Pageland, S.C. is a classic American small town.
Born a little more than 100 years ago when a train depot was built just south of the North Carolina state line, its population as of two years ago was only slightly more than 2,500. Every July for 59 years, it has hosted a watermelon festival (the 2010 edition took place last weekend) to celebrate one of the crops that thrives in its sandy soil.
Yet even in the late 1960s and early 1970s, it was big enough for gaps to develop in the life of Robbie Caldwell.
“My mother and father split up when I was young,” he said. “I still had both of them — one on one end of town and one on the other.

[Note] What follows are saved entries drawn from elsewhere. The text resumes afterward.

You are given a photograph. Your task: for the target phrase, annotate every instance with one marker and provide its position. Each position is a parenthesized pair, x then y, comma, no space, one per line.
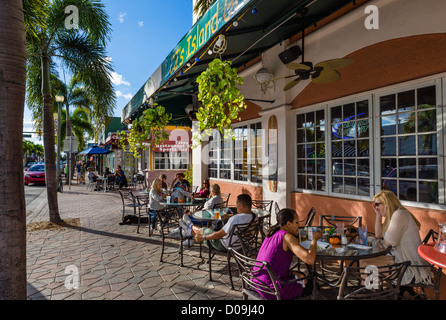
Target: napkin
(359,246)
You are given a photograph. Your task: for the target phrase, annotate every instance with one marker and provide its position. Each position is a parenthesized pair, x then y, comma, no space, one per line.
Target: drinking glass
(362,234)
(302,235)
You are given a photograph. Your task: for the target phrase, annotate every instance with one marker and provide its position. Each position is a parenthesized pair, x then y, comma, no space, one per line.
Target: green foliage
(148,130)
(221,98)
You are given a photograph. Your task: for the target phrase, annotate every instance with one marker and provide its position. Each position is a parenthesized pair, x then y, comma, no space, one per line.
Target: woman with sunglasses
(400,230)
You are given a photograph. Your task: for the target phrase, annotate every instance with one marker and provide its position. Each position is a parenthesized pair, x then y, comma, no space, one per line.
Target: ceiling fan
(323,73)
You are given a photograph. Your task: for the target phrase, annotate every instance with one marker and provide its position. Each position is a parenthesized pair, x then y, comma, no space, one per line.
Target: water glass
(302,235)
(362,234)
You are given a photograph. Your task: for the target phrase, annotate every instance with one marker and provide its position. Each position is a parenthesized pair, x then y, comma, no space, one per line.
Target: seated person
(163,179)
(181,183)
(278,248)
(204,191)
(91,175)
(215,199)
(219,240)
(400,230)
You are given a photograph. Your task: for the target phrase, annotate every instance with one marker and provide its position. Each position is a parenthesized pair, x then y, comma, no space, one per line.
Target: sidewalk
(112,261)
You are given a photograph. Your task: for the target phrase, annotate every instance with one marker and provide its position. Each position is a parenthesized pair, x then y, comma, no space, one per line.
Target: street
(32,192)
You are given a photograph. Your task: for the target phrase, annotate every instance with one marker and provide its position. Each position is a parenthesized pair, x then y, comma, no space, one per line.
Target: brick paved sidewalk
(113,261)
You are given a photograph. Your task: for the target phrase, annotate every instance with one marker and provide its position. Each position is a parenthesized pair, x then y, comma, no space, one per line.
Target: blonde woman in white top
(400,230)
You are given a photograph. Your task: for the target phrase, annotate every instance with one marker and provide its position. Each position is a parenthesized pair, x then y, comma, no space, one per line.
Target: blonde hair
(155,185)
(392,204)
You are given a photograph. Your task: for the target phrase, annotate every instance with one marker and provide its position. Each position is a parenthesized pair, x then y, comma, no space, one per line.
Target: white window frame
(375,138)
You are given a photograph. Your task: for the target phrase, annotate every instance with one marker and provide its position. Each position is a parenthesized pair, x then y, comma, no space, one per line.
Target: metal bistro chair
(378,283)
(225,197)
(264,205)
(435,272)
(249,269)
(168,221)
(309,218)
(242,237)
(128,201)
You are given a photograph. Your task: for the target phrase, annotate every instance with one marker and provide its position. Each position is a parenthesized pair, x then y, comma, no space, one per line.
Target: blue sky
(144,33)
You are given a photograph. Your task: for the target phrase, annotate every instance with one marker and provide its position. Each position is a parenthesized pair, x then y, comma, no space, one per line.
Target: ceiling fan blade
(326,76)
(291,84)
(335,64)
(297,66)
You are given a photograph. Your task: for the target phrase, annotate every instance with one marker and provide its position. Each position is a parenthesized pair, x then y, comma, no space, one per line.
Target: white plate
(321,245)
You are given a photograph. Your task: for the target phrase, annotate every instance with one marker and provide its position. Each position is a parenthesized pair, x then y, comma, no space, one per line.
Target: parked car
(35,174)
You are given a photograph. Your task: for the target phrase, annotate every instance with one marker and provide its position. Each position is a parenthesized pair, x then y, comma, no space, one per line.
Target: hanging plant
(147,131)
(221,98)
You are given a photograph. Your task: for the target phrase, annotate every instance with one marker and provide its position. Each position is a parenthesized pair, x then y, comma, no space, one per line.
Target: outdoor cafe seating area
(345,252)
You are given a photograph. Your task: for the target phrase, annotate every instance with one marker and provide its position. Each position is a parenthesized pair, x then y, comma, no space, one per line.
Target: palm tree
(80,49)
(80,124)
(12,201)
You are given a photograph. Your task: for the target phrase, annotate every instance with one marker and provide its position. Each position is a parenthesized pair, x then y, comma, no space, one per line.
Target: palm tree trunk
(12,200)
(49,143)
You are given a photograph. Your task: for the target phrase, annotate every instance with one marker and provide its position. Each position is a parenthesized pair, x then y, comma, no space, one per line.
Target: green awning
(261,25)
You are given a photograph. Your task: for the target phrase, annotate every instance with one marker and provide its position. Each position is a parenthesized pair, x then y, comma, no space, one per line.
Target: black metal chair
(168,221)
(264,205)
(372,283)
(242,237)
(436,273)
(309,218)
(128,200)
(249,268)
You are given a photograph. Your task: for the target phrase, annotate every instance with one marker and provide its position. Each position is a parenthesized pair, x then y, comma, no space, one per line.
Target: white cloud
(118,79)
(121,17)
(126,96)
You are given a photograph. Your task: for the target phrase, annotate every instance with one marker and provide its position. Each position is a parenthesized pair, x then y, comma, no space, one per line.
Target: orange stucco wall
(380,65)
(235,189)
(428,218)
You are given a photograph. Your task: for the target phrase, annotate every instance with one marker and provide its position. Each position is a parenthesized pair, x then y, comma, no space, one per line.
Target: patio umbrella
(93,150)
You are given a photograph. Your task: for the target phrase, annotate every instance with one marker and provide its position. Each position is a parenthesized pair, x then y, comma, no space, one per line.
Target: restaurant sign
(198,36)
(179,141)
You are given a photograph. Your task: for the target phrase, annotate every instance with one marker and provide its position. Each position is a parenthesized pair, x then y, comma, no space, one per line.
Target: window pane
(427,120)
(426,97)
(407,168)
(336,114)
(407,146)
(362,109)
(428,191)
(388,167)
(387,104)
(408,190)
(406,123)
(388,146)
(349,112)
(388,125)
(428,168)
(427,144)
(406,101)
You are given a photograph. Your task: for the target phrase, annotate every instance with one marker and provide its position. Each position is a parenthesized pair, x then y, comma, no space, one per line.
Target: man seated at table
(181,183)
(219,240)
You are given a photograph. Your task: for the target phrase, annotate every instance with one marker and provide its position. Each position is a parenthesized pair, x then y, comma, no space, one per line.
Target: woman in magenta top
(278,248)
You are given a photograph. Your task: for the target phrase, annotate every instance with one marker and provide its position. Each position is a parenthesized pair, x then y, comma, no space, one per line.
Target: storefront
(332,146)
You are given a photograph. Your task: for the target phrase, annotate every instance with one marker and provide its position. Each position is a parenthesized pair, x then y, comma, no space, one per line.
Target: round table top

“But my coaches were there for me.”
It was those who instructed the star baseball and football player who filled in the gaps. They provided direction and discipline as needed and set an example the young man wanted to follow.
Their impact was immediate and profound, and it had a lot to do with the fact that Caldwell is now Vanderbilt’s football coach, following the sudden retirement last week of Bobby Johnson.
“My high school coaches were — it sounds like a cliché here — heroes of mine,” Caldwell said. “They meant that much to me. … I just admired the way they worked with young people … even though they screamed and hollered at you sometimes.”
Now 56 years old with more than 30 years of experience as a college assistant to his credit, Caldwell has done his share of screaming and hollering. And prodding. And loving.
He is outwardly passionate with his players, and for the last eight years those players have been Vanderbilt’s offensive linemen. He challenges them. He chastises them. His goal is to change them from boys into men.
“Definitely, he’s hard on his offensive linemen,” senior defensive tackle Adam Smotherman said. “But they end up being better players and even better men. Now I’m sure that will transfer to the entire team.”
Caldwell stresses that he does not yell without reason. Whatever the specific incident that prompts him to up the volume, at the root of it all is his devotion to those players and to the profession he chose.
Plus, he’s willing to admit when he’s wrong.
Three seasons ago in a game against Eastern Michigan, then-sophomore Bradley Vierling was at right guard and his job on a particular running play was to execute a specific type of block. He did so, but the player he blocked, Jason Jones (now a defensive tackle with the Tennessee Titans), still managed to make a tackle.
Vierling got an earful from Caldwell when he came to the sideline but stood his ground and insisted he had done his job.
“He said, ‘We’ll see on the tape,’ only he said it in a not very nice, aggressive fashion,” Vierling said. “It was early the next morning, he called me, woke me up and apologized. He was watching the tape and saw that I had executed my assignment.”
That kind of humility can be traced to Caldwell’s small-town upbringing.
“Players love him, and they love playing for him,” Johnson said. “He tries to give you a hayseed act, but he’s a very, very smart guy.”
The truth is that none of it is an act.
He is a skilled leader who has helped develop seven NFL draft picks, including three at Vanderbilt, and five All-Americans. He
is a small-town guy who revels in his upbringing and those who facilitated it, parents or not.
He’s also a coach — the head football coach at Vanderbilt.